U.K. Election: Theresa May and Jeremy Corbyn Skip TV Debate, Leaving Political Lightweights to Bicker

Downing Street
The official residence of Britain's Prime Minister Theresa May in London May 3. The result of Britain's general election, many believe, is a foregone conclusion. Toby Melville/Reuters

Whatever your view of Britain's vote for Brexit on June 23 last year, you have to agree some of its effects were catastrophic. Months of uncertainty in global financial markets. The encouragement of far-right populists across the world. The transatlantic broadcast career of Nigel Farage.

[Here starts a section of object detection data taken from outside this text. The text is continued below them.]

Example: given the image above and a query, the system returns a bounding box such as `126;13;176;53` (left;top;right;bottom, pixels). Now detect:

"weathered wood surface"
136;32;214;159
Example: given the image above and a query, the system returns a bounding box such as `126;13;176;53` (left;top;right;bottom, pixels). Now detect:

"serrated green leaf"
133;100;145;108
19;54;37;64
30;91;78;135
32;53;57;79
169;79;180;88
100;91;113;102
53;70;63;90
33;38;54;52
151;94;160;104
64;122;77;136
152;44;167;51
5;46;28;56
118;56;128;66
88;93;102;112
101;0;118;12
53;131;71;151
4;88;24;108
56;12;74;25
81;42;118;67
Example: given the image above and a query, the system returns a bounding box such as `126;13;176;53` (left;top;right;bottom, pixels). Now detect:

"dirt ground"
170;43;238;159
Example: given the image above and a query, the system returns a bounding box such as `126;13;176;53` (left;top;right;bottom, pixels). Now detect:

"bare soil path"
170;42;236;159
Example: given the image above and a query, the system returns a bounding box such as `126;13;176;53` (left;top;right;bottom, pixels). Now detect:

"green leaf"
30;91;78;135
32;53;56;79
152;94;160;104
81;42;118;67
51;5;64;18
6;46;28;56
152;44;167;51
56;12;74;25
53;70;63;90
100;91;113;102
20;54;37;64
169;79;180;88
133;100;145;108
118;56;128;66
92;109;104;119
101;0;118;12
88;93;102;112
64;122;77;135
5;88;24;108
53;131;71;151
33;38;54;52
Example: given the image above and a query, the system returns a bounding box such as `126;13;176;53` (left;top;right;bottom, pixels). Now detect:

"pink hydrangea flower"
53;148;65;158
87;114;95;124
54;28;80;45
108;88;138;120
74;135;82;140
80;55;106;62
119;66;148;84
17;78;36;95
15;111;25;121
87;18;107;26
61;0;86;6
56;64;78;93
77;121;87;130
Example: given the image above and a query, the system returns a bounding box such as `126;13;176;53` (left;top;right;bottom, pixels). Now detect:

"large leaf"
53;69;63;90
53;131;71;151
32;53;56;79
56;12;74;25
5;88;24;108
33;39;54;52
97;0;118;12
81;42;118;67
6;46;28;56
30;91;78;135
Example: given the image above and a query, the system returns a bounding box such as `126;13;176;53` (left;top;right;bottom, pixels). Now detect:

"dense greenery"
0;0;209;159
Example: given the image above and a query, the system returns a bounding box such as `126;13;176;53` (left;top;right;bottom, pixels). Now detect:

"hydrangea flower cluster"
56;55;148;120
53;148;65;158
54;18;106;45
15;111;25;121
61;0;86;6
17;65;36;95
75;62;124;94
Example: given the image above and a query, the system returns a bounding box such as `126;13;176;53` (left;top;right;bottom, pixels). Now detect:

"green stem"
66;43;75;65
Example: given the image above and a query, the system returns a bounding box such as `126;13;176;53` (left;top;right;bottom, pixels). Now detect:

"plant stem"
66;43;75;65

But perhaps its most demoralizing outcome came on Thursday evening, when ITV, Britain's main commercial TV station, staged a two-hour political debate on the future of Britain ahead of its general election—without either of the two people who have a chance of running the country.

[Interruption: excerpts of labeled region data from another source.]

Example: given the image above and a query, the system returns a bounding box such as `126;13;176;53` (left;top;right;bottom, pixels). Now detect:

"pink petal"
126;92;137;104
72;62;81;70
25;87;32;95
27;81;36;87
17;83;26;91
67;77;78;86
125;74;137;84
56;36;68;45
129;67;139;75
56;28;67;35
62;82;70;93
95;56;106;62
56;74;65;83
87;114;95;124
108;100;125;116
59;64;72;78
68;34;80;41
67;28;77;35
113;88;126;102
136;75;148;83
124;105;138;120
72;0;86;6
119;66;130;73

For the benefit of American readers, this is sort of a WWE election, where political combatants tussle, making well-rehearsed moves toward a pre-ordained result. Everyone (every pollster) knows the current Prime Minister Theresa May of the Conservatives is going to win, meaning she doesn't have to engage in democracy's more taxing activities, like appearing on television, or talking to any voters that haven't been pre-vetted by the security services. Hard-left opposition leader Jeremy Corbyn of the Labour Party, in second place but around 15 points behind in the polls, views mainstream media as suspicious and frankly counterrevolutionary.

So what was meant to be a televisual political slugfest, where seven major party leaders battled it out (both May and Corbyn were invited), featured five people who most Britons probably couldn't pick out from a police line-up.

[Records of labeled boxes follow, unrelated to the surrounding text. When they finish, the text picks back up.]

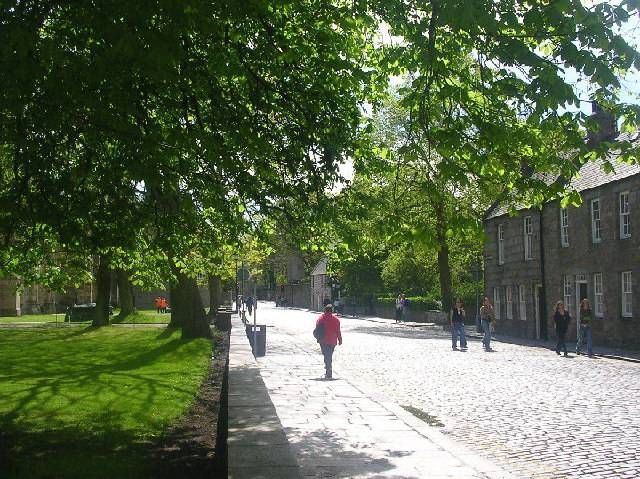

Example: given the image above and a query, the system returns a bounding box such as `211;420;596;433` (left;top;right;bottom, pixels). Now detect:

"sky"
336;4;640;186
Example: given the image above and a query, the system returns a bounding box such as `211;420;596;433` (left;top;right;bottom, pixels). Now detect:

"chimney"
587;101;618;148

For the uninitiated, they were: Paul Nuttall, leader of hard-right UKIP, pink, bald and upright like a sore pimple; Tim Farron of the centrist Liberal Democrats, a cheery chap who looks like he's won a competition to be a politician for a day; Scottish first minister and Scottish National Party (SNP) leader Nicola Sturgeon, a grown-up dismayed to be sitting at the kids' table; Caroline Lucas of the environmentally focused Greens, earnest and superior like your rich schoolfriend's mother, and Leanne Wood, whose party actually campaigns for independence for Wales.

If viewers were feeling confused, they could've been no more than Nuttall, who occasionally referred to Leanne Wood as "Natalie" for no obvious reason.

Britons who managed to stick it out will have heard questions across a bewildering array of policy areas, from education to fisheries. But while only the first quarter of the debate was officially dedicated to Brexit, much of the rest eventually returned to the impact of the forthcoming departure from the European Union. As Lucas put it: "There isn't a single question to which the answer for Paul Nuttall isn't immigration." Though while he consistently raised his desire to slash immigration, his four more liberal opponents rushed to defend it equally as often. None of them will ever get the chance to make that call.

And that—even more than Sturgeon's occasional "what am I doing here" glances or Farron's insistence that "I want to lead a country, I am determined to do that"—was the depressing bit. With May so secure of a strong result that she didn't need to show up, the debate was a reminder that for many Britons, like these party leaders, their influence over the reality of Brexit will be shouted from the sidelines.